Mon professeur arrive parfois en retard aux heures fixées : cela n’est pas rare en Mongolie et ne me choque pas outre mesure. En tant qu’enquêteur sur le terrain, je me sentais en position de demandeur, et trouvais naturel de m’adapter aux pratiques locales. De fait, il est fréquent en Mongolie que l’heure fixée soit repoussée au dernier moment, dans les habitudes interactives locales, sans que cela soit considéré comme irrespectueux ou impoli. En revanche, en tant que « client » des cours de danse, pour lesquels Otgonbayar demandait un tarif bien plus élevé que la normale, j’étais en droit d’attendre un minimum d’attention de la part de mon professeur. Ce qui m’agaça rapidement beaucoup plus que les horaires, c’est que le professeur s’absentait souvent au beau milieu des leçons, sans donner d’explications, et pour des intervalles de plus en plus longs. Un beau jour, il arriva presque à l’heure dite, se glissa par l’entrebâillement de la porte du studio, où j’attendais, et me dit « fais ta danse » (büjigee hii), puis disparut aussitôt. Je me décide à l’appeler au téléphone, quitte à passer pour indûment insistant, afin de lui demander ce qui se passe. Pas de réponse. Au bout de près d’une heure à « faire ma danse », je me résous à descendre et à m’aventurer dans le dédale du théâtre, que je trouve vide. Seul le gardien me dit que les artistes sont « en train de répéter au stade », dont, nouveau venu dans cette ville, j’ignore où il est. Errant sur la grand-place, je croise par hasard Otgonbayar qui s’avance vers moi. Sans s’excuser, et même en adoptant (me semble-t-il alors) un ton de reproche pour avoir quitté le studio sans l’attendre, il me dit qu’il était occupé au stade, et me donne l’heure du rendez-vous du lendemain. J’avais en outre fait comprendre à Otgonbayar que je ne souhaitais pas seulement prendre des cours de danse, mais bien les étudier, et notamment observer les répétitions du théâtre. J’étais donc doublement mécontent d’avoir manqué et le cours de danse, et l’observation des répétitions au stade.

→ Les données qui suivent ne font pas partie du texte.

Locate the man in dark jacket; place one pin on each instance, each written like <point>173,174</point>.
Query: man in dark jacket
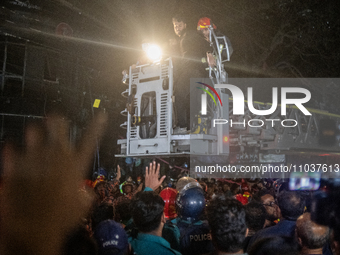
<point>292,206</point>
<point>191,48</point>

Le soir venu, je discute avec U*, qui m’héberge sur la recommandation de mon contact du centre culturel de la capitale, et en qui j’ai confiance. « Qu’as-tu fait aujourd’hui au théâtre ? » Je lui dis, dans mon maigre mongol de l’époque : « Le professeur est venu, il m’a dit “fais ta danse” et il a disparu pendant une heure. » Elle me répond, en toute décontraction : « et alors, tu as fait ta danse ? ».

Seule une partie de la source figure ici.